Abuja - Dr Chris Agboghoroma, Chief Consultant Obstetrician and Gynaecologist at the National Hospital, Abuja, has advised expectant mothers to avoid air travel during the last months of their pregnancy.
Agboghoroma said on Tuesday that a woman in the 36th or 37the week of pregnancy could deliver at any moment. The risk of a premature delivery and the hazards of delivery without adequate care were very high if the woman attempted to travel by air.
"A pregnant woman can fly as much as possible or until the later part of the third trimester (last months of pregnancy).
"Most of our planes are safe and well-pressurised, so there is no problem in terms of altitude - that is the level you have gone to.

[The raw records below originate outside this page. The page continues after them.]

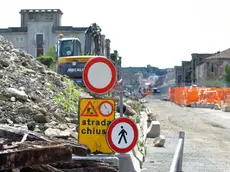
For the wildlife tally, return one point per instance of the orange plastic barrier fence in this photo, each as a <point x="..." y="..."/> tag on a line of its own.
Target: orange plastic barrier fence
<point x="189" y="95"/>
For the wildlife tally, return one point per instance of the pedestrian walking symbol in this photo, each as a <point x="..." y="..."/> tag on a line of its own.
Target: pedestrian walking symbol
<point x="122" y="134"/>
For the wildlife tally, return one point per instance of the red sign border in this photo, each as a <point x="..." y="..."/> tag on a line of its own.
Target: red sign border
<point x="112" y="105"/>
<point x="86" y="79"/>
<point x="109" y="135"/>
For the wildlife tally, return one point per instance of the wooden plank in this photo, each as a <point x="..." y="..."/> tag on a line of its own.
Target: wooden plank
<point x="33" y="154"/>
<point x="16" y="134"/>
<point x="85" y="166"/>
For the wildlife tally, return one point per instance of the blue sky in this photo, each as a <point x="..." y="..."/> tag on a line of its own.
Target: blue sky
<point x="161" y="33"/>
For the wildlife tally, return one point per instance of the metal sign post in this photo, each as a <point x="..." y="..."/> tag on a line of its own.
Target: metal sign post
<point x="121" y="101"/>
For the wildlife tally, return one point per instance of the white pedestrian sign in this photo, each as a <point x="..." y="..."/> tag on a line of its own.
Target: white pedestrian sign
<point x="122" y="135"/>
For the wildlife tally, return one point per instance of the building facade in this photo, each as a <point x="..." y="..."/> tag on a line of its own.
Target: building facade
<point x="213" y="67"/>
<point x="40" y="29"/>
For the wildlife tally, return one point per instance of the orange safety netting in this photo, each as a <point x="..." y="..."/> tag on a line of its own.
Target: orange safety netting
<point x="189" y="95"/>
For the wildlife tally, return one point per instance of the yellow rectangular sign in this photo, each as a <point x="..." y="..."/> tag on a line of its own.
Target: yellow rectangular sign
<point x="95" y="115"/>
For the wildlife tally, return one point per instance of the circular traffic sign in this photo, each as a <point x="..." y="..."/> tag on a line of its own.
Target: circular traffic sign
<point x="106" y="108"/>
<point x="122" y="135"/>
<point x="99" y="75"/>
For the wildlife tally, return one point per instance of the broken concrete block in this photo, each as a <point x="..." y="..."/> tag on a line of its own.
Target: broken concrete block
<point x="225" y="108"/>
<point x="154" y="129"/>
<point x="159" y="141"/>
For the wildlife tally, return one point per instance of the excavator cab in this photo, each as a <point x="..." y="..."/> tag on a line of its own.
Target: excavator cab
<point x="68" y="47"/>
<point x="69" y="58"/>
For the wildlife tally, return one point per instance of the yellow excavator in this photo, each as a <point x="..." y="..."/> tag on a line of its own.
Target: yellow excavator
<point x="70" y="60"/>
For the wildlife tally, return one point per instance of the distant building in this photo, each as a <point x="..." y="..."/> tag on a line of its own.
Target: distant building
<point x="40" y="28"/>
<point x="212" y="67"/>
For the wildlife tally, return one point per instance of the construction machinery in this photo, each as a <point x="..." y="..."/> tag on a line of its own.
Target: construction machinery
<point x="70" y="60"/>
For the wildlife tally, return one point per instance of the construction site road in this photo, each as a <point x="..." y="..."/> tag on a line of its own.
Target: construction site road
<point x="207" y="138"/>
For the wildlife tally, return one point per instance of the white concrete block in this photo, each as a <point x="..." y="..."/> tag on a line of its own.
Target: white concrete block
<point x="128" y="163"/>
<point x="154" y="129"/>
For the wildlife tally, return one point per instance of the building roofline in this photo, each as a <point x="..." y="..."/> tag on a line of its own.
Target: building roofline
<point x="40" y="11"/>
<point x="13" y="29"/>
<point x="69" y="28"/>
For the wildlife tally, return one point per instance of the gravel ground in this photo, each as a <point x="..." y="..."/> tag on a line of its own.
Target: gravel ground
<point x="207" y="138"/>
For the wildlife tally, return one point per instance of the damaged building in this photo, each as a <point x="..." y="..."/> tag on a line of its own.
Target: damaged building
<point x="183" y="74"/>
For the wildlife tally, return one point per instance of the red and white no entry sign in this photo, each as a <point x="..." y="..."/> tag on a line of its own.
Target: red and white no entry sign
<point x="99" y="75"/>
<point x="122" y="135"/>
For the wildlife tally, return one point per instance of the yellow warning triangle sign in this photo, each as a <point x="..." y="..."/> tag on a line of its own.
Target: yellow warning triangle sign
<point x="89" y="110"/>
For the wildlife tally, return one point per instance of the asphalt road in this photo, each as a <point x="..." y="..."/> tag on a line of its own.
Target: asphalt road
<point x="207" y="138"/>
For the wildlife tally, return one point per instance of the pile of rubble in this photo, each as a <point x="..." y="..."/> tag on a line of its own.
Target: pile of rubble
<point x="29" y="115"/>
<point x="27" y="88"/>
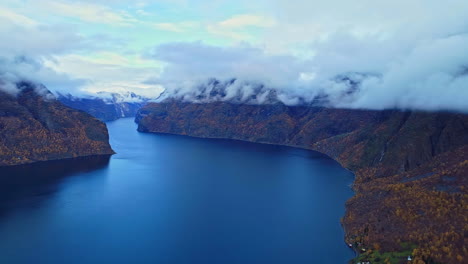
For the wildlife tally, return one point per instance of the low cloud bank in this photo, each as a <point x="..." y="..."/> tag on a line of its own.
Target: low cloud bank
<point x="346" y="72"/>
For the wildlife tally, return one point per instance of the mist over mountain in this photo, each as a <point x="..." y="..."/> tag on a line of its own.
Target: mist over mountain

"The problem is that some flights take more than two, three, four, five, six hours, some even up to 12 hours, and the process of labour can be so rapid that the woman can deliver within three hours or four hours.
"So, if you put a woman, who is already advanced in pregnancy and can fall into labour any moment and delivery within three to four hours, in a flight of seven hours, that woman can be airborne and then go into labour and deliver in the plane.
"How would you handle that? Will you ask the plane to stop on the way because the woman wants to deliver? And you cannot expect that the air hostesses have been trained to assist."
The gynecologist, however, advised all pregnant women to get a note from their doctors before they travel by air, explaining that the note would help if complications arose.
"Complications can arise in pregnancy at any time. But we are talking about delivery which is imminent for a woman who is already advanced in pregnancy.
"Apart from that, if any other complications occur, there is no way anybody could determine or predict them.
"So you cannot say: once you are pregnant you cannot travel. It is only in the later part of pregnancy that you are restricted, but during early pregnancy you can travel."